All week, she’s imagined the mice (christened Hector, Kiki and Zaza) in her home. It’s like waiting for Christmas. And she wants so badly to see her place on the rota she decides to set off for school earlier than usual. She can feel her heart pumping.

The Reynolds girl, clutching her pet, gazes down at Amber. Amber blinks away.

‘I stood in front of the noticeboard for ages. I knew how to spell my name, and the names of all my friends, even long ones like Stephanie’s, because I went to her birthday party, and wrote in her card. But where was my name? Its capital A? Why wasn’t I on the list?

‘I turned at the sound of Miss Gibson walking towards me. I used to think the tap of her heels in the corridors was like a white stick on a pavement. “What are you doing here so early, Amber?” she said to me. “I didn’t expect to see you reading this list.” She looked confused. My eyes filled, blurring her. I wanted to say that she’d forgotten my name, but the idea in my head was too jumbled up.

‘“I am sorry your name won’t be on the list, Amber,” Miss Gibson said. “You should have told us the truth.” Her eyes narrowed on me. “You might have become seriously ill. Thank goodness your mother saw fit to inform me that you are highly allergic to animal fur.”’

Amber reaches into her handbag and retrieves a tissue. Dabbing her eyes, she notices a pair of unfamiliar ankles, elegant, precisely crossed, and remembers where she is. She looks up and tries to smile at Dr Ramji. ‘I’m sorry.
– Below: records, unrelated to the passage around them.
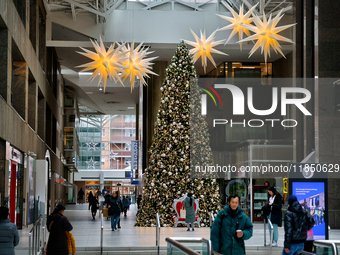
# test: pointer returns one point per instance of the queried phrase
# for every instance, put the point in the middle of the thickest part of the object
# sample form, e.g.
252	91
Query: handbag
182	213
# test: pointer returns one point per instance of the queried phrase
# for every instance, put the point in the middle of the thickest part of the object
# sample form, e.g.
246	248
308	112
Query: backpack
265	211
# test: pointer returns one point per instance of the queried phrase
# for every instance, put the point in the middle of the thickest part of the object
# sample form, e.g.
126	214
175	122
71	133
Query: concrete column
2	171
3	62
328	121
153	100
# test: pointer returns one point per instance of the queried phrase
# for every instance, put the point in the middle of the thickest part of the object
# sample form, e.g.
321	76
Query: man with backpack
115	208
230	229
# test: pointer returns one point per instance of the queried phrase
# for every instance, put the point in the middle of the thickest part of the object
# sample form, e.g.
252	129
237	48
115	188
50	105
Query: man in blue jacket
231	227
9	236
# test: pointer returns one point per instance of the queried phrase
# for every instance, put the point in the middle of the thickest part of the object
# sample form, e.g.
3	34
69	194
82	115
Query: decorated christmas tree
172	157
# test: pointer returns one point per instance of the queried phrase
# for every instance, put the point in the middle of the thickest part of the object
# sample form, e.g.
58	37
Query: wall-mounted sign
134	157
237	187
285	185
312	197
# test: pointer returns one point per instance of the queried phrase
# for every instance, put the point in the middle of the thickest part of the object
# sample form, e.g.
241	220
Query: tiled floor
86	232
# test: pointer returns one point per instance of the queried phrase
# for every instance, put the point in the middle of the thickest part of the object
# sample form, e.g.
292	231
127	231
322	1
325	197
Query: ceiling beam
85	7
149	6
73	13
113	7
189	5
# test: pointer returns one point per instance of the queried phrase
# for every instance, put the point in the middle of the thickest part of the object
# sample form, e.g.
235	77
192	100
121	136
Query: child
71	243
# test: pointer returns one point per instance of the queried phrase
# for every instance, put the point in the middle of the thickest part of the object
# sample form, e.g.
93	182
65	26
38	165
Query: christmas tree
169	174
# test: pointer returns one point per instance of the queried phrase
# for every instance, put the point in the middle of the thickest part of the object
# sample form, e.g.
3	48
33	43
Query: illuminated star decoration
135	64
91	163
112	155
91	145
266	34
204	47
106	63
237	23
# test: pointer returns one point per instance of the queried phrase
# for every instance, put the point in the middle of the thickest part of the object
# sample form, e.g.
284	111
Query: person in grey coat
9	236
188	204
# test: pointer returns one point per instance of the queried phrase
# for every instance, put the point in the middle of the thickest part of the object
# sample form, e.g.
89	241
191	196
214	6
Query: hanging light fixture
203	47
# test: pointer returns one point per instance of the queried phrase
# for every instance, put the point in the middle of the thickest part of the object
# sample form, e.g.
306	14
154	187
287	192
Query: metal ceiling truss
103	8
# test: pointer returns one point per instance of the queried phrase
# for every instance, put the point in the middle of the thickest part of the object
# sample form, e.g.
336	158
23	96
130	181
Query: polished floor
87	232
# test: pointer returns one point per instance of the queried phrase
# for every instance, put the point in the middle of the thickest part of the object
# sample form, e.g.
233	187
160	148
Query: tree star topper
266	34
135	64
237	23
204	47
106	63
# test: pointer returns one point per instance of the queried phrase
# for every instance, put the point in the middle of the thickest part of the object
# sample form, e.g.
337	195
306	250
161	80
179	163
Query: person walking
230	229
89	198
188	204
297	223
9	236
139	200
275	216
115	206
81	196
57	225
94	206
71	243
125	205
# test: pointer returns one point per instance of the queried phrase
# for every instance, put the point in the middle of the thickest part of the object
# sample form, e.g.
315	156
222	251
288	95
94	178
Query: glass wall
105	141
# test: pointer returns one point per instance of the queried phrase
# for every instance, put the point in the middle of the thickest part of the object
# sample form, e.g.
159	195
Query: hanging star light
91	145
266	34
237	23
91	163
112	155
106	63
135	64
203	47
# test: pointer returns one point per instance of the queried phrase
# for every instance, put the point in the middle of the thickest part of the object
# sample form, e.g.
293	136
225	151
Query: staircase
152	250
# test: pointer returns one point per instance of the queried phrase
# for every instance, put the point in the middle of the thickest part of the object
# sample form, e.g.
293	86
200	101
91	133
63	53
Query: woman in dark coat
57	225
275	216
94	206
115	206
188	204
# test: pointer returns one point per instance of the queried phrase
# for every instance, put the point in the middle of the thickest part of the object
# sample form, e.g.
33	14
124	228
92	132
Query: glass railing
327	247
179	245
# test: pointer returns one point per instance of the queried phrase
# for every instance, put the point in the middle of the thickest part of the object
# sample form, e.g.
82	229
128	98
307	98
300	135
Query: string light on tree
203	47
168	175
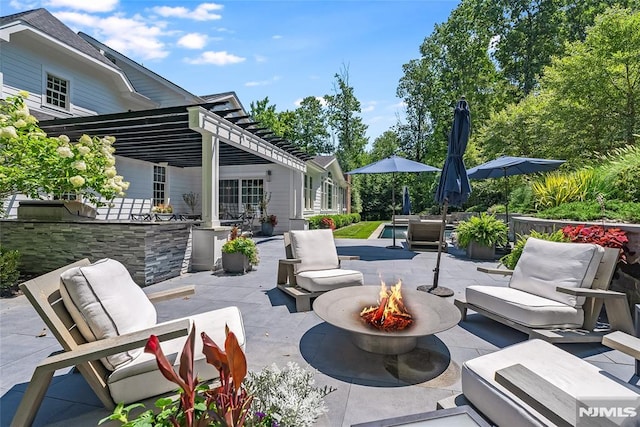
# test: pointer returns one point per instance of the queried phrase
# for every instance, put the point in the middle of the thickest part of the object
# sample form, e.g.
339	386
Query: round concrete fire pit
341	308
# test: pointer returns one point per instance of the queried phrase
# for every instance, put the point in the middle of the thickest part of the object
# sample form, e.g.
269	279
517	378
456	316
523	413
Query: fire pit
342	307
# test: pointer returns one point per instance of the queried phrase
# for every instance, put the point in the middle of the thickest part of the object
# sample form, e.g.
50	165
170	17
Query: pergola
207	135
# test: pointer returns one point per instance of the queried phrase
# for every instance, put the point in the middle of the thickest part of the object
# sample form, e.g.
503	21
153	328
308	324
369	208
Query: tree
347	125
310	127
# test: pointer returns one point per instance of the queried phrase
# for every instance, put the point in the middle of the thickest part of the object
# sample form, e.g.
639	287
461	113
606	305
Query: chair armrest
588	292
535	391
489	270
108	346
628	344
172	293
290	261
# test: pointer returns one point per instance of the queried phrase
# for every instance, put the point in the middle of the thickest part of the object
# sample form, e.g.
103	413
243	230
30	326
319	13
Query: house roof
164	135
42	20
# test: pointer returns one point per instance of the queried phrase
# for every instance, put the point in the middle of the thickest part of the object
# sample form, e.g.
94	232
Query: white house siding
25	62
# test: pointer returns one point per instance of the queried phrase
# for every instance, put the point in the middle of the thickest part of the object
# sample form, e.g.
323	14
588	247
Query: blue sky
285	50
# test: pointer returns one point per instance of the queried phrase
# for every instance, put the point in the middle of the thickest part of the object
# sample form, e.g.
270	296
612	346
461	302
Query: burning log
390	314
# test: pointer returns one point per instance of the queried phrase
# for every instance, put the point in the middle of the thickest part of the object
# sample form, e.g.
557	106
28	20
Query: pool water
401	232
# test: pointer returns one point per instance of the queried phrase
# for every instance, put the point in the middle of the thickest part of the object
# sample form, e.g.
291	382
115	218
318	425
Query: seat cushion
546	265
141	379
315	248
326	280
105	302
560	368
524	308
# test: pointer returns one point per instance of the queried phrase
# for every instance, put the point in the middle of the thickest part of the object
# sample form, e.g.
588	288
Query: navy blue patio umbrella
394	164
453	188
505	166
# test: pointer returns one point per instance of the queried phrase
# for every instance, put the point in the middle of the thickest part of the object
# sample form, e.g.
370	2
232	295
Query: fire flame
390	314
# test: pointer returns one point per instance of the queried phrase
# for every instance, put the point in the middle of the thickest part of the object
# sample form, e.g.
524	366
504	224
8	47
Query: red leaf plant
226	405
608	238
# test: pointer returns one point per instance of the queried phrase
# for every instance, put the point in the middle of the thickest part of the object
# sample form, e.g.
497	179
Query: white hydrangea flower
64	151
79	165
9	132
77	181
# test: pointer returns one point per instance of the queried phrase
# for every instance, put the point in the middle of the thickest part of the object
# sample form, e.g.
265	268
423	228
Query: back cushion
546	265
105	302
316	249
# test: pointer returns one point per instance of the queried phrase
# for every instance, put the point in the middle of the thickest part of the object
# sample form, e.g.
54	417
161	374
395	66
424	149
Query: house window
229	199
252	192
308	192
159	185
57	92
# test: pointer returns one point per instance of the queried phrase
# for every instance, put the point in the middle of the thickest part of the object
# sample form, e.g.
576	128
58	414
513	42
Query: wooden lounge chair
312	266
424	234
556	293
115	297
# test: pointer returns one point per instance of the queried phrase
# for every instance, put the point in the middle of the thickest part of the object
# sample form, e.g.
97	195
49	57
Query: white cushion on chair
142	379
326	280
567	372
315	248
545	265
525	308
105	302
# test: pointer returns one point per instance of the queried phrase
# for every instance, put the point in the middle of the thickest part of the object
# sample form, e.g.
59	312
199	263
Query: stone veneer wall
151	251
627	277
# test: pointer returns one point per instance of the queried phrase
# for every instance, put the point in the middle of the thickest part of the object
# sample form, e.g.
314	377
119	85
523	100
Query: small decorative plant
161	208
288	395
192	200
485	229
240	244
35	164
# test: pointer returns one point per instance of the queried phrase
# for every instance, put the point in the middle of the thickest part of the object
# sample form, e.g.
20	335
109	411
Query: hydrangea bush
38	165
288	395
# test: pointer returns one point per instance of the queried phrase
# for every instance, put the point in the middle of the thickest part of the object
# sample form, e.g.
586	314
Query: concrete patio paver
368	386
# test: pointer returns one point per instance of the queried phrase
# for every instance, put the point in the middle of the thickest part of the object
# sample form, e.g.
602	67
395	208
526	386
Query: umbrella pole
393	206
435	289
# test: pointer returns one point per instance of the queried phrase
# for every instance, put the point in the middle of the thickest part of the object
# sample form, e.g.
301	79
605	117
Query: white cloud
130	36
216	58
193	41
202	12
84	5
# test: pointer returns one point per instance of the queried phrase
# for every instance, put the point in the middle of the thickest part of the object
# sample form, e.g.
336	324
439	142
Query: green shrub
9	272
510	260
484	229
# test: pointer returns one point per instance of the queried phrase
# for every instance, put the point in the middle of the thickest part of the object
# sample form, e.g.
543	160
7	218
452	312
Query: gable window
159	185
57	93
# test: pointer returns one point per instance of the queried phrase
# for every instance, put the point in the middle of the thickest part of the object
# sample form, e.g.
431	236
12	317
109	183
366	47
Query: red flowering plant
327	222
605	237
227	405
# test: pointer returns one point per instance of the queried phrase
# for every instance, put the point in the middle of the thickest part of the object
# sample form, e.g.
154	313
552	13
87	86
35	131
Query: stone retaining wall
151	251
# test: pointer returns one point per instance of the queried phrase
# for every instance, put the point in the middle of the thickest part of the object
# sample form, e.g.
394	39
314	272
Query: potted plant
480	235
55	168
239	253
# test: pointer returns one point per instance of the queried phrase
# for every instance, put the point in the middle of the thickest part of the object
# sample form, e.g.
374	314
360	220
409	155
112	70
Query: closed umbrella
453	188
406	201
505	166
394	164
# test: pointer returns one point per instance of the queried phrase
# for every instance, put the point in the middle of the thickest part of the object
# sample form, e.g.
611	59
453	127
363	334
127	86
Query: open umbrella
406	201
394	164
453	188
506	166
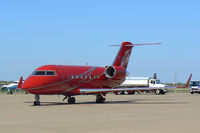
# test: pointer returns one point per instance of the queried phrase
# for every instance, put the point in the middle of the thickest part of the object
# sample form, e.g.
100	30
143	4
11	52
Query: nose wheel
37	100
71	100
100	98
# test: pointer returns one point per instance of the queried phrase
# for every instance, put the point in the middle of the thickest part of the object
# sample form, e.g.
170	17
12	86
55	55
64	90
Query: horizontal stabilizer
132	45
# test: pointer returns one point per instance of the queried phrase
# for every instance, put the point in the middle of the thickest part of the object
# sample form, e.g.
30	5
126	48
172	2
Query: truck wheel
158	92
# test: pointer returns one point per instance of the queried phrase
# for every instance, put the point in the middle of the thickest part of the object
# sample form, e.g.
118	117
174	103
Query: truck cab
195	87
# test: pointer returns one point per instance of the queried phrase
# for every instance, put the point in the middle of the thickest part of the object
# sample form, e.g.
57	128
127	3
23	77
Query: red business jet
80	80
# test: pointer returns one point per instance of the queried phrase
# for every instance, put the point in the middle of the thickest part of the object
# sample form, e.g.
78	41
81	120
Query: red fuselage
68	80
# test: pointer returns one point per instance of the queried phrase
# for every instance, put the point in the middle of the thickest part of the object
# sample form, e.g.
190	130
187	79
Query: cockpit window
38	73
44	73
51	73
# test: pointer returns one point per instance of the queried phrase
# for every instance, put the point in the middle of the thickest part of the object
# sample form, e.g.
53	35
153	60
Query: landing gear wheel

I’m not sure where all that came from.’ She blows her nose, and tucks the tissue up her sleeve.

‘What did Miss Gibson say when you told her the truth?’ asks Dr Ramji, in an even voice.

‘When I told her?’ cries Amber, fresh tears sliding down her cheeks. ‘What could I say? That it was my mother who dislikes helpless creatures? I overheard her at coffee mornings, saying she didn’t really like children. Although all mothers love their own. Don’t they?’

Dr Ramji leans forward in her chair. ‘You don’t seem so sure.’

Amber’s gaze darts once more to the Reynolds girl before settling on the doctor’s groomed brows. ‘My friends are my family now,’ Amber whispers.

‘In what sense?’

Amber flicks an imaginary thread from her trousers. ‘It’s complicated.’

‘You know you can take—?’

‘—my time. Yes, but everyone’s waiting downstairs. Shouldn’t we just get on with the surgery?’

‘They can wait,’ says the doctor emphatically, reaching out across her polished coffee table to activate an answer machine.

And, as the doctor settles back in her armchair, Amber finds herself taking a deep breath and exhaling slowly before starting to speak.